In particular, DDoS attacks have continued to increase since their first appearance. The number of such attacks increased globally by 19% last year, compared to the previous year.

For example, institutions such as the UN or the IMF, which have never been interesting to hackers, suffered a 200% increase in the usual cyberattacks.

Because of this uncontrollable increase, users, both individuals and entrepreneurs, say they are willing to pay up to 20% more for a smart device, if it is shown that it has better data protection.

On average, consumers are willing to pay about 10% more for that device. Users are concerned about security and use it as an important factor when deciding on a purchase, however, once they purchase a device, they don’t rush to protect themselves.

In recent times the top 50 attacks recorded, during 2018, come from new IP addresses, which mainly means two things, the number of new hackers has increased and cybercriminals are using new attack systems.

Most of the attacks come from Brazil (18%), followed by China and Japan. At the receiving end is mainly Spain, which suffered 80% of all traffic monitored throughout 2018.

Attacks on the industrial sector

No area is exempt from being able to suffer a cyberattack on its IoT devices, but the industrial sector is one of the most attractive for criminals.

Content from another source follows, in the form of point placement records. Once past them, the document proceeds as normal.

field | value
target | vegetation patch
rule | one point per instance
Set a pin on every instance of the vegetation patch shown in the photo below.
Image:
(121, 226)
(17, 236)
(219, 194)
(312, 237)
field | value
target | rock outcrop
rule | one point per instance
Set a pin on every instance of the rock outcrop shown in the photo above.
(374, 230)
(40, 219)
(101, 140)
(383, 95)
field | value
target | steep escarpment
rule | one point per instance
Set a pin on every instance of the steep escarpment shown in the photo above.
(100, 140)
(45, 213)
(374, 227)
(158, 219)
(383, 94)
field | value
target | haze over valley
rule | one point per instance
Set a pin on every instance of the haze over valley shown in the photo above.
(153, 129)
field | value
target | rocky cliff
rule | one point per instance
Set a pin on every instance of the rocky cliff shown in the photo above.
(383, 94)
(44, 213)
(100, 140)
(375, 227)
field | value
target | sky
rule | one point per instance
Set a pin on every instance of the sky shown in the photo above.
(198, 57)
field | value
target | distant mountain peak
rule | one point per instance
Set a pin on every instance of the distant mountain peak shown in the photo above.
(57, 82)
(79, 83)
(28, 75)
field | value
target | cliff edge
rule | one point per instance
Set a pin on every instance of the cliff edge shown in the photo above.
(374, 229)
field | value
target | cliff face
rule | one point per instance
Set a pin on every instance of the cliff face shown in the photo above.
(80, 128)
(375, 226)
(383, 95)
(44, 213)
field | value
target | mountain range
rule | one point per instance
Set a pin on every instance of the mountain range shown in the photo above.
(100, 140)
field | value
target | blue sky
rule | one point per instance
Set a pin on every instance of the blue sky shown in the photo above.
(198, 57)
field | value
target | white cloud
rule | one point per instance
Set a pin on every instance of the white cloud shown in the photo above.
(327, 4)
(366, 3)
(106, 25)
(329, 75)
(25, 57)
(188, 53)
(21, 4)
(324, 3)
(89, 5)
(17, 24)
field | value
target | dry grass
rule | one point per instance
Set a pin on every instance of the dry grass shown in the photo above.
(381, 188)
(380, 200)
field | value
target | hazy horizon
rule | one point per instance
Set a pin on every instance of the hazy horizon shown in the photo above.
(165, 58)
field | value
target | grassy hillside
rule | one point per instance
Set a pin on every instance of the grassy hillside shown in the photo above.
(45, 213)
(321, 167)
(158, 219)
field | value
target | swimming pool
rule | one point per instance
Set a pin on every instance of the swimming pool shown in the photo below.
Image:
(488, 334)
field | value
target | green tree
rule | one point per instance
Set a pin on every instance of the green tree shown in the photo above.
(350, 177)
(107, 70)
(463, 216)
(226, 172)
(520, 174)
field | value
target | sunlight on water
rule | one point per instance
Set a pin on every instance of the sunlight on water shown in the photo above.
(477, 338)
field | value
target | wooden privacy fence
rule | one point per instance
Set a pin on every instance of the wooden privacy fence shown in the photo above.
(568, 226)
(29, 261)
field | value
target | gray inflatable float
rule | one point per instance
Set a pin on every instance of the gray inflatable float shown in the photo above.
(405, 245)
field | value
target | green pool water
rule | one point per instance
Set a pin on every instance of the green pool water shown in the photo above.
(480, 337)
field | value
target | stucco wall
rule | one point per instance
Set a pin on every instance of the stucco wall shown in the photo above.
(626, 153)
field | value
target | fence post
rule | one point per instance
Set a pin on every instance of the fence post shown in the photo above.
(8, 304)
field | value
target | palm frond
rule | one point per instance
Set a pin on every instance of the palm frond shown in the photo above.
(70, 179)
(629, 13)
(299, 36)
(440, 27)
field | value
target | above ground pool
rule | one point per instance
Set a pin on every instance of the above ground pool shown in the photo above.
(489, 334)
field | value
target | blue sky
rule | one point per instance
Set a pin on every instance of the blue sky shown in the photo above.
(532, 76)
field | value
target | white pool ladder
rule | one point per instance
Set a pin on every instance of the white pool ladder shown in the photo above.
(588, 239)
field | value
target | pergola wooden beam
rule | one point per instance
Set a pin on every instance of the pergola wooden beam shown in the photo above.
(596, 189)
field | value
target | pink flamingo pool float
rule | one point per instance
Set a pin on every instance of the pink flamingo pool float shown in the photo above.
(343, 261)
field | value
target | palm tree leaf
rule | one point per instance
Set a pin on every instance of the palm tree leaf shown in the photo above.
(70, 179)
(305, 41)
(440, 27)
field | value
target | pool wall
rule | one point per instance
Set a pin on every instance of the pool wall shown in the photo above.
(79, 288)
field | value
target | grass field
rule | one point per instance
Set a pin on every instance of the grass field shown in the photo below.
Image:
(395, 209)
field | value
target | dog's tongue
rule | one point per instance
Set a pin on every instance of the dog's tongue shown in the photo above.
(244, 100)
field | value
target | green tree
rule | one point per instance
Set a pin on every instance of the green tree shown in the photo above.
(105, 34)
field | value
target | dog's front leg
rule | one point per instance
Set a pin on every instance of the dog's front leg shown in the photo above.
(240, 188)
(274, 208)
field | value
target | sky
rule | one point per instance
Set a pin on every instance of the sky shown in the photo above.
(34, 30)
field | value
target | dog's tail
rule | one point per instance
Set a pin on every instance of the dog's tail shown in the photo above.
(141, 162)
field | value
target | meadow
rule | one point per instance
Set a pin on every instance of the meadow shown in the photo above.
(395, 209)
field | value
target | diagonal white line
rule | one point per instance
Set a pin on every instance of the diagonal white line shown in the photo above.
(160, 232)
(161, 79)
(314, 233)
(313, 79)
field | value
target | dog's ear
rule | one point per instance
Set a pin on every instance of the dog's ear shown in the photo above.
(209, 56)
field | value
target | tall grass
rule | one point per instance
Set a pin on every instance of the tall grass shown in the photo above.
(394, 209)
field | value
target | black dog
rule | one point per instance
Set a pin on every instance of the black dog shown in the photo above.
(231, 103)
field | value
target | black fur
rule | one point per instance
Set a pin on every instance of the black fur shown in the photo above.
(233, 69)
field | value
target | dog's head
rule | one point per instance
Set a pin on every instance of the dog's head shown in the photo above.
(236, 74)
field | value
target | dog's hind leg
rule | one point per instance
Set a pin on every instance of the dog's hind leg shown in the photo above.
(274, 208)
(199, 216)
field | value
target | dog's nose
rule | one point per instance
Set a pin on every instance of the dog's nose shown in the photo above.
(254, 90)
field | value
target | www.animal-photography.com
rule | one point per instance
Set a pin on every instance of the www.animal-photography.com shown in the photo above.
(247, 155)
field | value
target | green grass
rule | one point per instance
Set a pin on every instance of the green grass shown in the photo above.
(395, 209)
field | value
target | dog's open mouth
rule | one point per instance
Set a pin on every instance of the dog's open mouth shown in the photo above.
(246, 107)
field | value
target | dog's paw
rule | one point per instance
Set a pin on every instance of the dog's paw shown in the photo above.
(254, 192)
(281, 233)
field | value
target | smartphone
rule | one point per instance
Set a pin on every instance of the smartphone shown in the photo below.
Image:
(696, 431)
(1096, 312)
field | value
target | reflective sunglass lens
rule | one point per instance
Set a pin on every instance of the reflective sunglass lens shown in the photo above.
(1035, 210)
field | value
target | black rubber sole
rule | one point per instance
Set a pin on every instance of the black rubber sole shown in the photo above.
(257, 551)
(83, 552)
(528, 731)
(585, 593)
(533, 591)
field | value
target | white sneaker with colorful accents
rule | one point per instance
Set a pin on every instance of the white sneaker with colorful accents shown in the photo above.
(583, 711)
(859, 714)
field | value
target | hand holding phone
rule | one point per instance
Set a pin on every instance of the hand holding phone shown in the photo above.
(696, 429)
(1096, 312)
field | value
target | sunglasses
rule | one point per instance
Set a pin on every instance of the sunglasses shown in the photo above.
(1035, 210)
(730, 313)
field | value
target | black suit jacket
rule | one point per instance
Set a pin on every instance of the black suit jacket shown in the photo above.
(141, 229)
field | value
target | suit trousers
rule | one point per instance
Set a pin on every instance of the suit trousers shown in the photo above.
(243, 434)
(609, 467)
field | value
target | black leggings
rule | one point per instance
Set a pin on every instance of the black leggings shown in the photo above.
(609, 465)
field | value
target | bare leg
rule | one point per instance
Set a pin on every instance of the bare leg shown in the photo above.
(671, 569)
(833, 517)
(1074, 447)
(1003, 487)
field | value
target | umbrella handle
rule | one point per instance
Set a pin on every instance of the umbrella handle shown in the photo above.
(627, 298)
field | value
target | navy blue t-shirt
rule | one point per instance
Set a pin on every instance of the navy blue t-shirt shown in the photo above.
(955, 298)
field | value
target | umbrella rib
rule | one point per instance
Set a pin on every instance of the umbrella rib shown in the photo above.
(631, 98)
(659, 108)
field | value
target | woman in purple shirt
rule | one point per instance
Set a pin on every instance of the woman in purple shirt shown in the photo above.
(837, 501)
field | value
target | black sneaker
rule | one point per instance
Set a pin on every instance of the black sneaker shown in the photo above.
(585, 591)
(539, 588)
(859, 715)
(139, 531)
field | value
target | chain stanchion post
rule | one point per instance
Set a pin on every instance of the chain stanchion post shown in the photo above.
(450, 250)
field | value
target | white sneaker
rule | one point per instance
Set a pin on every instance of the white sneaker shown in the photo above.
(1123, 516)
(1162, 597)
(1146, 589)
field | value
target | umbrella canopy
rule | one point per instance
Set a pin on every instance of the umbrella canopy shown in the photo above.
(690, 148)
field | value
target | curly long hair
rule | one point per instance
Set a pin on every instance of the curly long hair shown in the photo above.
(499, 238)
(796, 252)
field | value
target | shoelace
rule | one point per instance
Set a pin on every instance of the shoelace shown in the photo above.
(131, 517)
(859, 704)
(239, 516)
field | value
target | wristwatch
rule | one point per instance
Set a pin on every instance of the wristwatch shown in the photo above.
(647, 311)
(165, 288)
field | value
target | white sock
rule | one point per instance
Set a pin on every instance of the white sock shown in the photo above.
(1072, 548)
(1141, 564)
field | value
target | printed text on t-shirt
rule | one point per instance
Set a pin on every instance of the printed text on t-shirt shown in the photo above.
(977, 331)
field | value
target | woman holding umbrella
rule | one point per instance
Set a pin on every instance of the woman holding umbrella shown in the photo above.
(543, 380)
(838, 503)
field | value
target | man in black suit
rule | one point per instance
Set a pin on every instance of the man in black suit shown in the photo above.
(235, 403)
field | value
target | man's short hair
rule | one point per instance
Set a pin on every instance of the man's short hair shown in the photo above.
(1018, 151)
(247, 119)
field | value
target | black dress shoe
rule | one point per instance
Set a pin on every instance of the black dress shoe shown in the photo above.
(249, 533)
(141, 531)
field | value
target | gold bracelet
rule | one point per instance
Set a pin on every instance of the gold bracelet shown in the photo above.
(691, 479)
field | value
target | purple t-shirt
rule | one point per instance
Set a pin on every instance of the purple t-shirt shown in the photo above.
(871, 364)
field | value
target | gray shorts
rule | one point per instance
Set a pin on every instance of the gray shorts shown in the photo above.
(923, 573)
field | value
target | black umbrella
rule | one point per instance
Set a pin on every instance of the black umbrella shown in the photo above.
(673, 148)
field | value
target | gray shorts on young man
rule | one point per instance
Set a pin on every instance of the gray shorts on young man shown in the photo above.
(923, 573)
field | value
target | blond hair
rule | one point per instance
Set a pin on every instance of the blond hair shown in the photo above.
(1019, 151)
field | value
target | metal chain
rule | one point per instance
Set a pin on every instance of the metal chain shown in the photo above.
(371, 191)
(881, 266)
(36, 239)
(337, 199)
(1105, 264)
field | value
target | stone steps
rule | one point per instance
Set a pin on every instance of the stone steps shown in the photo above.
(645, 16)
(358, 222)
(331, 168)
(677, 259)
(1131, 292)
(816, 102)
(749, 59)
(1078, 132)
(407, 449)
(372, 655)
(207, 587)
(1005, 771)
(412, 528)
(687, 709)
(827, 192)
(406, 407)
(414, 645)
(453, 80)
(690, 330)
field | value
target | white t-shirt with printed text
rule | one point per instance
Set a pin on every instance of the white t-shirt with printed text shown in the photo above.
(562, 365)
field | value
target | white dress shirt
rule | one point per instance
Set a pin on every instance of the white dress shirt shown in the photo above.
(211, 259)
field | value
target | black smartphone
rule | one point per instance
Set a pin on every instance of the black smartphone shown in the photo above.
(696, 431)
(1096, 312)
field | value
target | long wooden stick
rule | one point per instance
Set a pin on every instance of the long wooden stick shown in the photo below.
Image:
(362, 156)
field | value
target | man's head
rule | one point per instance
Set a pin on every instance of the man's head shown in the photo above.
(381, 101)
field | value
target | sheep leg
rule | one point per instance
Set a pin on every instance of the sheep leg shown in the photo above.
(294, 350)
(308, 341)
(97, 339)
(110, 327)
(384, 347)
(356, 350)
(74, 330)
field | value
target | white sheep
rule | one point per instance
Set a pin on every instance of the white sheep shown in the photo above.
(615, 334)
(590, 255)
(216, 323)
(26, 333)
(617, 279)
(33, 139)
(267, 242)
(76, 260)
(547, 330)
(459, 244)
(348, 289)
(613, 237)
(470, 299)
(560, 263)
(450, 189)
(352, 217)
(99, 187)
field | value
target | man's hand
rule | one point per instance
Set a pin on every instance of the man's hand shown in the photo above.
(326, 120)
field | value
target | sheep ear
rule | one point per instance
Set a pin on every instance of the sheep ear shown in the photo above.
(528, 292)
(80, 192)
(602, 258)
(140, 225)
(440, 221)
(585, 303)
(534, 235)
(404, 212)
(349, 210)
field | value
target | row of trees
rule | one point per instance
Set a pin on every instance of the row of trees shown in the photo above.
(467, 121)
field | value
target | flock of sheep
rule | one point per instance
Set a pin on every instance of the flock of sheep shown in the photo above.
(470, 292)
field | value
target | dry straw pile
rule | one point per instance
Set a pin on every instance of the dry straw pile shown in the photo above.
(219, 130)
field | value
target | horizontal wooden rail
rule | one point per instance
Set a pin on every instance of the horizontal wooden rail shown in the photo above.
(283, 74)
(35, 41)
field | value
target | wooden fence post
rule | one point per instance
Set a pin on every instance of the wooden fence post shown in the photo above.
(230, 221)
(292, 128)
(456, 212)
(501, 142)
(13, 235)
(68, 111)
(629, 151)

The automation of processes and the emergence of connected devices (IIoT) specific to this field together with the lack of standards mentioned above, makes it a sector vulnerable to cyberattacks.

In recent years, manufacturing has suffered more than 368 different cyberattacks. About 90% of these attacks originated with external piracy rather than an internal compromise or misconfiguration, and more importantly, the 86% were custom-designed attacks to penetrate specific companies.

An example of this is what happened in Atlanta in March 2018. As in every city in the developed world, Atlanta and its citizens rely on online services that offer simple applications such as parking, bill pay, court appearances and a mix of local government bureaucracy .

Using a ransomware hacking platform called SamSam, attackers buried theself in the city network to encrypt and retain a set of applications as hostages. With a ransom demand of $51,000 seemingly unsatisfied, the attack ultimately cost the government about $2.6 million.

However, it was not the only attack perpetrated by SamSam, who was blamed for other crimes during 2018, including the City of Newark, the Colorado Department of Transportation, the University of Calgary, and perhaps most worrying of all from a point of view barcelona and San Diego.

On the other hand, the UK figures are also surprising, where more than 1.6% of the companies admit that they are not using any kind of cybersecurity solution to protect themselves, their company or the data they own.

Conclusions

Security standards, or lack thereof in the field of the Internet of Things, has led to a point of no return when it comes to IoT devices. Today, there are more than 8 billion devices deployed worldwide that, for the most part, prioritize the convenience of access to security.

The percentage of vulnerable devices is difficult to calculate, however, the 12 billion new devices by 2020 are expected to have no high security standards in the 12 billion new devices by 2020.

Therefore, organizations should prepare for the impact of new cyberattacks:

  • Crypto-jacking will increase on IoT systems that are good for processing data such as SOHO routers, game consoles and others.
  • Ransomware attacks will grow against IoT systems that control a critical function where the owner is more likely to pay the ransom.
  • Spyware aimed at industrial control systems (could be a foreign confrontation or a collection of friendly data).
  • War attacks targeting critical industrial control systems by national states, including physical attacks and espionage.